"Really and truly?"
"Why should I wish to deceive you? Do I ever look glum and sour like a man who is discontented with his lot?"
"That is only because you have such an uncommonly good disposition, perhaps."
"That depends. If I were obliged to live with that abominable old skinflint Ramon, I should soon become intolerable."
"Why are you so hard upon that poor man?"

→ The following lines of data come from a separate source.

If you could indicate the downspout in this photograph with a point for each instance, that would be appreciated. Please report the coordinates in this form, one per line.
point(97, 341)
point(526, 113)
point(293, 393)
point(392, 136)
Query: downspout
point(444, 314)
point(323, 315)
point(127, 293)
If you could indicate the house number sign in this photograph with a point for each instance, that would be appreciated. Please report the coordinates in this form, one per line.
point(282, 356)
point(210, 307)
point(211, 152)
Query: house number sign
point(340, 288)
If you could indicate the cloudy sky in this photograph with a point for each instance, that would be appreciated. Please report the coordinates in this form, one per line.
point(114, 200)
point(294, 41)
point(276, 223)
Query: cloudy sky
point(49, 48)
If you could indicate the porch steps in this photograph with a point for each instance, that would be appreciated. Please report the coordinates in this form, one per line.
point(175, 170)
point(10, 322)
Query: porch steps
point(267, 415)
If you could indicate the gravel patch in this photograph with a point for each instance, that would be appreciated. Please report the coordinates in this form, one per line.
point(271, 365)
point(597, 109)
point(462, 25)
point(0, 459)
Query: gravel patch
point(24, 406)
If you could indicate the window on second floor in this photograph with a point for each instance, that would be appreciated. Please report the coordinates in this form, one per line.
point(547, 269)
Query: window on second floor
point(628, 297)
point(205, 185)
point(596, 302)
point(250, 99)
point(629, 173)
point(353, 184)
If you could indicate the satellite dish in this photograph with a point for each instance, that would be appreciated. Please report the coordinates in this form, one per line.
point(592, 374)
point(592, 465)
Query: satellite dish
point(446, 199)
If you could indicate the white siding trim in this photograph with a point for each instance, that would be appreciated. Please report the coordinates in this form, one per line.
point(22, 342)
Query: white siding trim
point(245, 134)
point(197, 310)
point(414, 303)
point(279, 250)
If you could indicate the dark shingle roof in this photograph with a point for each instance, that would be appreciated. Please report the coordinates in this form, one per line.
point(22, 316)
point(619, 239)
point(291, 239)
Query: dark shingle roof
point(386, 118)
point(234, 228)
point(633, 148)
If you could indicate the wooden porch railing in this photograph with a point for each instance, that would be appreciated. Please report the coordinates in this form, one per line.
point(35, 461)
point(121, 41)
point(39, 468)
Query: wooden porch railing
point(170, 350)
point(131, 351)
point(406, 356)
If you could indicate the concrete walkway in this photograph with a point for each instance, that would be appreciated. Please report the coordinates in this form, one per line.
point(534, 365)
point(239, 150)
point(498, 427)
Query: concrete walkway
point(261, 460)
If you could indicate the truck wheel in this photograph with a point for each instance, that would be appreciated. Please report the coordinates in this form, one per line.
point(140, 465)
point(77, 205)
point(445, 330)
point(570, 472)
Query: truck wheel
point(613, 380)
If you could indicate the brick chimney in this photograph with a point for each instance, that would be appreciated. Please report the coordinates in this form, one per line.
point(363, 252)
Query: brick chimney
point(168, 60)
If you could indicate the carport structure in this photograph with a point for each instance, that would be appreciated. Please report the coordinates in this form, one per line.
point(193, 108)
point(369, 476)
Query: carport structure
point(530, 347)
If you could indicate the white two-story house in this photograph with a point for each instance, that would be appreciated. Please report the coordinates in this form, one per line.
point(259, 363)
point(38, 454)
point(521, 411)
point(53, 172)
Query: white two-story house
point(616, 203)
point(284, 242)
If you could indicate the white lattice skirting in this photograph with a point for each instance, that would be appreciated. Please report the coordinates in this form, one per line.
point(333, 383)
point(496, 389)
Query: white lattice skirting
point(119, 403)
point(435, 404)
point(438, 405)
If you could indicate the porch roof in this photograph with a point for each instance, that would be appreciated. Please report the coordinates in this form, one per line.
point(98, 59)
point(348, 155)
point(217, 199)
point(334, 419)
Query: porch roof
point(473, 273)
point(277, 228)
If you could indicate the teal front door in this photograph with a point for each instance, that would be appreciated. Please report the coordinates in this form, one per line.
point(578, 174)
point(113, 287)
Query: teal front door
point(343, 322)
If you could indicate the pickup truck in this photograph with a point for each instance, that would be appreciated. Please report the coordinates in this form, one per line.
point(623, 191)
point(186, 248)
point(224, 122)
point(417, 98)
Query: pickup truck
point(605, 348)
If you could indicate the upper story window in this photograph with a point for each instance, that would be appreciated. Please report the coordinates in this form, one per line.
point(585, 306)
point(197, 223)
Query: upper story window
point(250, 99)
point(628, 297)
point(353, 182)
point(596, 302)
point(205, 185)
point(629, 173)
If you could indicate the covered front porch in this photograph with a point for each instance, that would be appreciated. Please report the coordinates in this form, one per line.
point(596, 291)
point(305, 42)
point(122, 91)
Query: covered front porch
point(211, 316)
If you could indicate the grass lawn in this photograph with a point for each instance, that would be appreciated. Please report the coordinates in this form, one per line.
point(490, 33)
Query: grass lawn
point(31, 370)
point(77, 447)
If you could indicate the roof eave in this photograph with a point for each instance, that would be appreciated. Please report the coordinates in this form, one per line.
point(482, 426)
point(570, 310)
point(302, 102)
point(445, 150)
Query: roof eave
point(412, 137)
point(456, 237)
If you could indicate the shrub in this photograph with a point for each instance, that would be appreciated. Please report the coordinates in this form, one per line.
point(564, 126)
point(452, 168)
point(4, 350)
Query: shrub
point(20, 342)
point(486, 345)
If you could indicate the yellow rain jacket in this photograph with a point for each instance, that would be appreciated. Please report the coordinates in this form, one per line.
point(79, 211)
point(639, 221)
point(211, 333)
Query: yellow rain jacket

"The recollection of the torture I endured under his roof, I suppose."
"Torture?"
"What else do you call it, father, to live in a big, cold, dilapidated, cheerless house,—a house so dreary, in fact, that the grave seems a cheerful abode in comparison? And then to see those two thin, solemn-faced, famished-looking servants wandering about in that grim sepulchre! And the meals,—meals at which the master of the house seems to count each morsel that you eat! And his daughter,—for the man has a daughter who will perpetuate the breed, I suppose,—and his daughter, who doles out scanty portions for the domestics, and then carefully locks up the remains of the meagre meal!"
"Louis, Louis, how is it that you, who are usually so charitably inclined, should be so strangely hostile to this poor man and his daughter?"
"His daughter! Can you call such a thing as that a daughter, a big, raw-boned creature, with feet and hands like a man's, a face like a nutcracker, and a nose,—great Heavens! what a nose,—a nose as long as that, and of a brick-red colour? But justice compels me to say that this incomparable creature has yellow hair and black teeth to make up for her red nose."